In general, interventions center around 2 guiding principles:
- 1) Minimize the effect of glaucoma therapy on the ocular surface.
- 2) Recognize and treat OSD as early as possible in management course.
Whether the ophthalmologist chooses to tackle alternative glaucoma therapies first, initiate OSD treatment, or address both diseases concomitantly largely depends on the stage of glaucoma, severity of OSD, and therapies available within the particular health care system.
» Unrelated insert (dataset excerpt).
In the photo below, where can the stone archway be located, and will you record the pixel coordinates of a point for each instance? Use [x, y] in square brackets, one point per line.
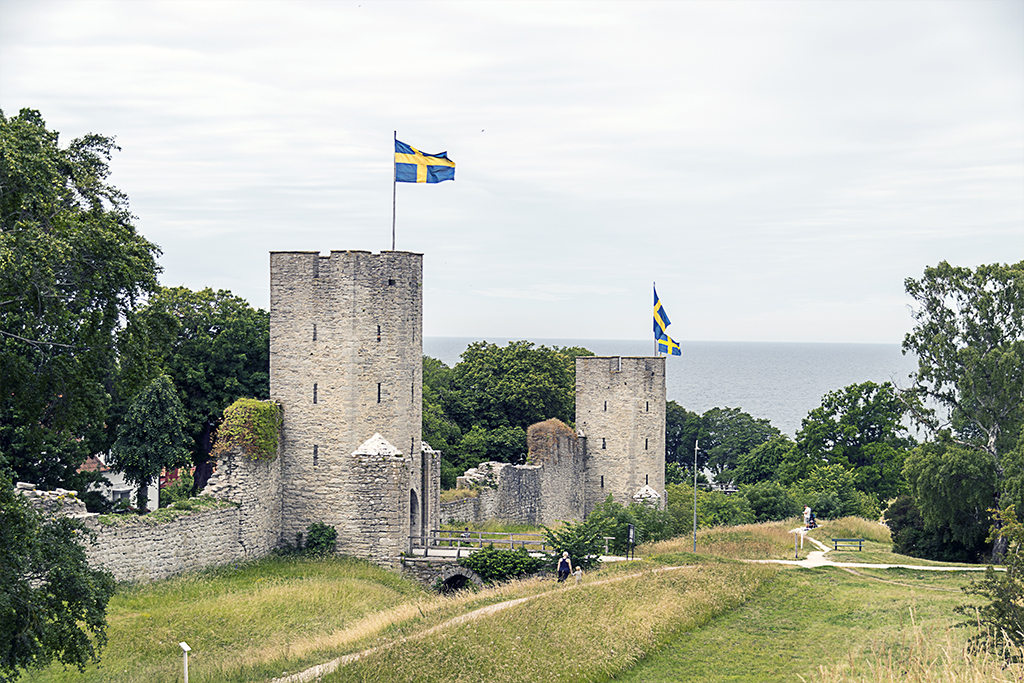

As a basic tenet of therapy, every effort should be made to minimize the use of preserved topical glaucoma medications.82 The literature overwhelmingly supports the use of preservative free glaucoma medications in comparison to preserved medications.13,14,18,19,44,66,78,81–83 (Figs. 2, 3). Switching to preservative-free glaucoma medications may in fact decrease the need for ocular lubrication.83 Data from the LiGHT trial suggest clinicians may consider SLT more frequently in mild glaucoma cases as first line therapy in lieu of topical glaucoma medications with similar efficacy and decreased cost compared to topical drops.84 Furthermore, ophthalmologists should consider choosing combination topical hypotensive therapies when needed to minimize number of drops placed on the ocular surface.85 Innovations in drug delivery for glaucoma management also may offer new opportunities to effectively lower IOP while sparing the ocular surface. Sustained drug delivery is presently available via a bimatoprost ocular insert,86 and development is underway for several forthcoming novel systems including travoprost and latanoprost punctal plugs, latanoprost-eluting contact lenses, and bimatoprost and travoprost intraocular implants.87
Although the role of cataract surgery in uncontrolled angle-closure glaucoma is well accepted,88 there is good evidence of sustained reduction of IOP post cataract surgery in primary open angle glaucoma as well.89 Therefore, when appropriate, cataract surgery should also be considered in the management of G-OSD and earlier intervention may be warranted.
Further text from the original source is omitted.